特定土地区画整理事業などのために土地を売った場合の2,000万円の特別控除の特例
国や地方公共団体が土地の区画を整えて、宅地の利用を促進する事業を行うために買収された場合は、2,000万円の特別控除を利用できます。
同制度は他の税制特例と合算して適用されるため、2,000万円すべてが適用されるとは限りません。
また制度が適用されるのは譲渡益が発生した年に限られるので、翌年以降譲渡益が発生した場合も制度を繰り越せないことを理解しておきましょう。
駐車場用地を売却する際の注意点
駐車場用地を売却するためには、正しく準備をして売却活動を行う必要があります。
独断で売却活動をはじめると安売りやトラブルの原因となるため、減点となる行為は避けなければなりません。
スムーズに駐車場を売却するために、以下で紹介する注意点をおさえて売却活動をはじめてください。
スケジュールに余裕を持って売却活動を行う
駐車場用地を売却する際は、スケジュールに余裕を持って売却活動を行いましょう。
一般的に土地の売却は3カ月から6カ月での取引といわれていますが、用途の限られる駐車場は長期戦になることもあるでしょう。
最低でも6カ月は猶予を確保し、現金が不足しないような体制を整えてください。
信頼できる不動産会社を見つける
駐車場用地を売却するときは、信頼できる不動産会社を見つけましょう。
高値で売却できるか、滞りなく取引を進めれるかは、担当する不動産会社の知識や対応にかかっています。
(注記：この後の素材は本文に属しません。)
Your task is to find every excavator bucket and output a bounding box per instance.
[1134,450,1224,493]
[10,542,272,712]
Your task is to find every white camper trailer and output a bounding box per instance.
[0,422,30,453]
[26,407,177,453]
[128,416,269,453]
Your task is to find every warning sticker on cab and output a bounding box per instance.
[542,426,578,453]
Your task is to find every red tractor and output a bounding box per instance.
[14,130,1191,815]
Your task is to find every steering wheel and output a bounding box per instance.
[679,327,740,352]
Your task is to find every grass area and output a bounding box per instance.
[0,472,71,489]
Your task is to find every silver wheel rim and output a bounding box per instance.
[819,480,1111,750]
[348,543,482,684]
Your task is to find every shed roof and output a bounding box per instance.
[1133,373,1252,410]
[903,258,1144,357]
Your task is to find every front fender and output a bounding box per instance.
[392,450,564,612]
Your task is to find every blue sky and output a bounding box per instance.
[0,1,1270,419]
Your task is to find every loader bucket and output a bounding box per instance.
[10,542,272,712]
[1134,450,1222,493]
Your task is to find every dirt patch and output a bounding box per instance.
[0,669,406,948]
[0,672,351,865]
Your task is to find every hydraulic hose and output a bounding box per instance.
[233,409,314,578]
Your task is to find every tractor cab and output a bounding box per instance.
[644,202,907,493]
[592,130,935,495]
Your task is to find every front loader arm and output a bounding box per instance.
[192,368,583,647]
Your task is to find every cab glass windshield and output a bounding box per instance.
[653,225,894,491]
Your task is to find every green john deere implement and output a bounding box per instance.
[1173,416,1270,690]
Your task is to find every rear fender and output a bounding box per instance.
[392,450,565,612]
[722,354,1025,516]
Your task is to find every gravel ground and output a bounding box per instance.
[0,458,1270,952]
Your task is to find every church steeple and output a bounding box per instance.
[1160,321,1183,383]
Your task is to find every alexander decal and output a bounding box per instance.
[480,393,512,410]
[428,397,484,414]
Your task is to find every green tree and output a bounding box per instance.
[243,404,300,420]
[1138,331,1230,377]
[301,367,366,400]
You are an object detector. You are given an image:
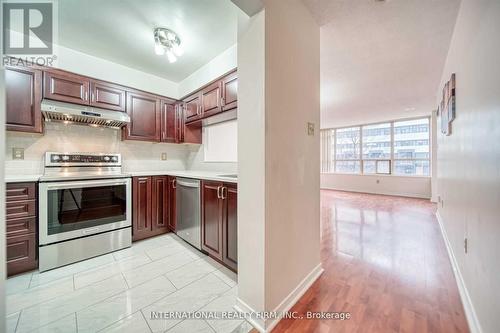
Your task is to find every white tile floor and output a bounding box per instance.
[6,234,252,333]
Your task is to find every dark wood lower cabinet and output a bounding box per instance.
[201,181,222,261]
[132,176,170,241]
[222,184,238,271]
[132,177,152,241]
[5,183,38,276]
[201,181,238,271]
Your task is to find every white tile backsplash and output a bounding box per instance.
[5,122,237,175]
[5,123,188,175]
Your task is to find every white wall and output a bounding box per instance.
[321,173,432,199]
[234,11,266,311]
[178,44,238,98]
[2,123,188,175]
[0,65,7,332]
[238,0,322,331]
[265,0,320,310]
[436,0,500,333]
[55,46,179,98]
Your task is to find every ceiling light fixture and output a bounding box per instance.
[154,28,184,63]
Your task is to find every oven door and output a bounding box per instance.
[39,178,132,245]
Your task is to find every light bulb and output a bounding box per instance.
[155,43,165,55]
[172,44,184,57]
[167,50,177,63]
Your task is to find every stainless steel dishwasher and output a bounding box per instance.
[176,177,201,250]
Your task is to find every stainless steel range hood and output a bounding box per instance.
[42,99,130,128]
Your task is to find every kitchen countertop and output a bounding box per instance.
[126,170,238,183]
[5,170,238,183]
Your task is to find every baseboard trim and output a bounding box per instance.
[234,264,323,333]
[436,211,483,333]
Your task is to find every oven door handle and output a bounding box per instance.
[44,178,130,190]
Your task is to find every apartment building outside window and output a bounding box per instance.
[321,117,430,176]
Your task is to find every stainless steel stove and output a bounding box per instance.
[39,152,132,271]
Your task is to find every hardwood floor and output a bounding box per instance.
[273,190,469,333]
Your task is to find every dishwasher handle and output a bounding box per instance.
[177,179,200,188]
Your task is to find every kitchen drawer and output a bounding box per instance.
[6,200,36,220]
[5,183,36,201]
[7,234,38,275]
[6,217,36,237]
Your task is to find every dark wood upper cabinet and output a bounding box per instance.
[90,80,125,112]
[132,176,170,241]
[122,91,161,142]
[5,67,43,133]
[201,81,222,117]
[183,92,201,123]
[43,70,90,105]
[132,177,152,241]
[161,100,178,143]
[221,183,238,271]
[168,176,177,232]
[201,181,222,261]
[201,180,238,271]
[221,72,238,111]
[151,176,169,235]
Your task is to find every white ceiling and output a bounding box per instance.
[58,0,239,82]
[304,0,460,128]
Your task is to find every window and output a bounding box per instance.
[321,117,430,176]
[335,127,361,173]
[394,118,430,176]
[362,123,391,174]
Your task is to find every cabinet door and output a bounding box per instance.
[90,81,125,112]
[168,176,177,232]
[132,177,151,241]
[201,181,222,260]
[183,93,201,123]
[222,72,238,111]
[151,176,169,235]
[201,81,222,117]
[222,184,238,271]
[122,92,161,142]
[5,67,43,133]
[175,103,185,143]
[43,71,90,105]
[161,100,177,143]
[6,233,38,276]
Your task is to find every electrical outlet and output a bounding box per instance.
[12,148,24,160]
[307,123,314,136]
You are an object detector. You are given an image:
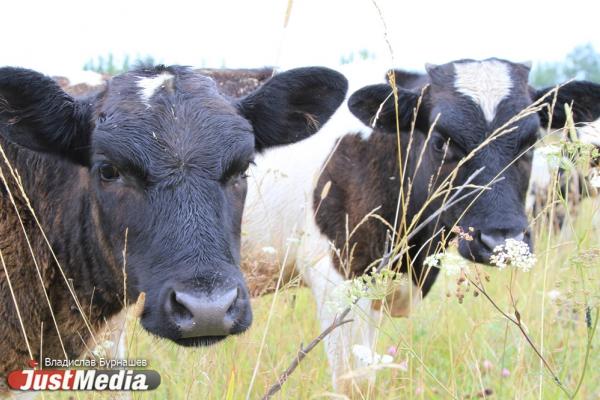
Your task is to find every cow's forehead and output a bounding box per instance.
[453,60,513,122]
[428,58,531,146]
[429,58,529,111]
[104,67,228,111]
[94,67,254,175]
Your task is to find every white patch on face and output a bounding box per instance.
[454,60,512,122]
[137,72,173,104]
[577,118,600,147]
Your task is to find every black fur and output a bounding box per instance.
[239,67,348,149]
[0,66,346,374]
[322,60,600,293]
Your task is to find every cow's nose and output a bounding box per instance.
[166,287,249,338]
[480,230,525,252]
いい不動産会社を見つけるには、複数社から査定をもらう方法がおすすめです。
査定額の高さやメール対応のよさを比較できるため、素人でもかんたんにいい会社を見つけられます。
1社での査定だと、提示された査定額が適正なのか判断できません。
不動産一括査定サイトなどを活用しながら、信頼できる不動産会社を見つけてください。
解体や税金などの疑問は専門家に相談する
駐車場用地の売却を考えるうえで、解体や税金など複雑な疑問は専門家に相談しましょう。
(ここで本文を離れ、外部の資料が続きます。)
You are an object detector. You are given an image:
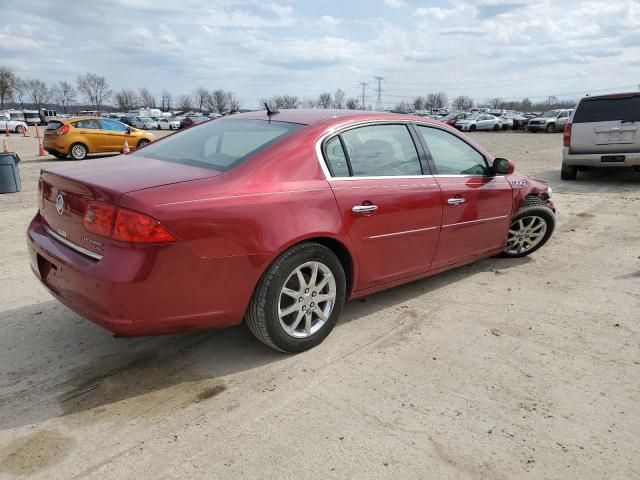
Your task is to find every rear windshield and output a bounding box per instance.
[573,95,640,123]
[132,118,302,171]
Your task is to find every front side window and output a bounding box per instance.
[341,125,422,177]
[71,119,100,130]
[100,118,127,132]
[417,126,491,175]
[132,118,301,171]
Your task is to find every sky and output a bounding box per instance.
[0,0,640,108]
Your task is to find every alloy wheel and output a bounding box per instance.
[506,215,547,254]
[278,261,336,338]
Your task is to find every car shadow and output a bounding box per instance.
[0,257,530,429]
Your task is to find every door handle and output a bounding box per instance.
[351,205,378,213]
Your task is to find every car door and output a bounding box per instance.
[100,118,128,152]
[324,124,442,291]
[416,126,513,269]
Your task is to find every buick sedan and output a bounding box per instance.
[27,110,555,352]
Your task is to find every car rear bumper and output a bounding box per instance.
[562,147,640,168]
[27,214,268,336]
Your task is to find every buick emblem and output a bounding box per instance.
[56,193,64,215]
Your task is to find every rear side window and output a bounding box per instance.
[418,126,490,175]
[132,118,301,171]
[341,125,422,177]
[71,120,100,130]
[573,95,640,123]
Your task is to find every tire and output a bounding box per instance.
[560,162,578,180]
[245,242,346,353]
[501,197,556,258]
[69,143,89,160]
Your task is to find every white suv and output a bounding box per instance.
[560,92,640,180]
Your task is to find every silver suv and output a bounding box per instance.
[560,92,640,180]
[527,109,573,133]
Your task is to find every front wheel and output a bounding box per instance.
[502,198,556,258]
[246,242,346,353]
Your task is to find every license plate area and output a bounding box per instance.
[600,155,625,163]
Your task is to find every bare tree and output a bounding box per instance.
[0,65,19,108]
[333,88,345,109]
[138,87,156,108]
[453,95,473,111]
[24,79,52,111]
[346,98,360,110]
[77,73,111,111]
[318,92,333,108]
[193,87,210,112]
[178,94,193,112]
[53,80,76,113]
[160,89,171,112]
[114,88,140,112]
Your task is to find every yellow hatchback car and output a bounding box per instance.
[42,117,155,160]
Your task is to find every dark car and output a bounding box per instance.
[27,110,555,352]
[179,116,210,129]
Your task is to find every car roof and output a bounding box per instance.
[233,108,441,125]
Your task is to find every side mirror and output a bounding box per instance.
[492,158,516,175]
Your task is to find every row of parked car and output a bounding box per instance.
[437,109,573,133]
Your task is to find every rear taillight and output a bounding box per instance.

たとえば「駐車場用地を解体して販売したほうが売れるかな」と悩んでいる方は、不動産会社にどのように売り出すべきか相談してみましょう。
また「確定申告のやり方がわからない」という方は、税理士に相談しながら手続きを進めてください。
申告漏れがあると追徴課税がくる可能性があるので、知識がない状態での確定申告は大きなリスクとなります。
専門家に依頼すると仲介手数料や依頼料はかかりますが、正確に手続きできるぶんトラブル対応の時間や思わぬ損失を回避できます。
わからないことは専門家に相談し、正確な手続きを心がけてください。
土地の用途は購入希望者に任せる
駐車場用地の売却をスムーズに進めるために、土地の用途は購入希望者に委ねる形にしましょう。
用途を駐車場のみに限定すると、駐車場経営を考えている方にしかアピールできないからです。
契約書に用途自由と記載しておけば、住宅や店舗などの用地としても活用できます。
解体せずに駐車場として売却する場合も、購入後の用途は購入希望者に委ねる形で売却してください。
まとめ
本記事では駐車場用地の売却の流れやかかる費用についてまとめました。
駐車場用地を売却するまでの流れは、大きく8つのステップに分かれています。
すべてを不動産会社に任せるのではなく、相場を確認したり費用を把握したりするなど、事前の情報収集が必要です。
また、確定申告や解体の必要性のように、自分の判断で収益に変化を与える部分には専門家にアドバイスをもらいましょう。
駐車場用地の売却を検討している方は、不動産一括査定サイトを活用しながら複数社の査定からはじめてみてください。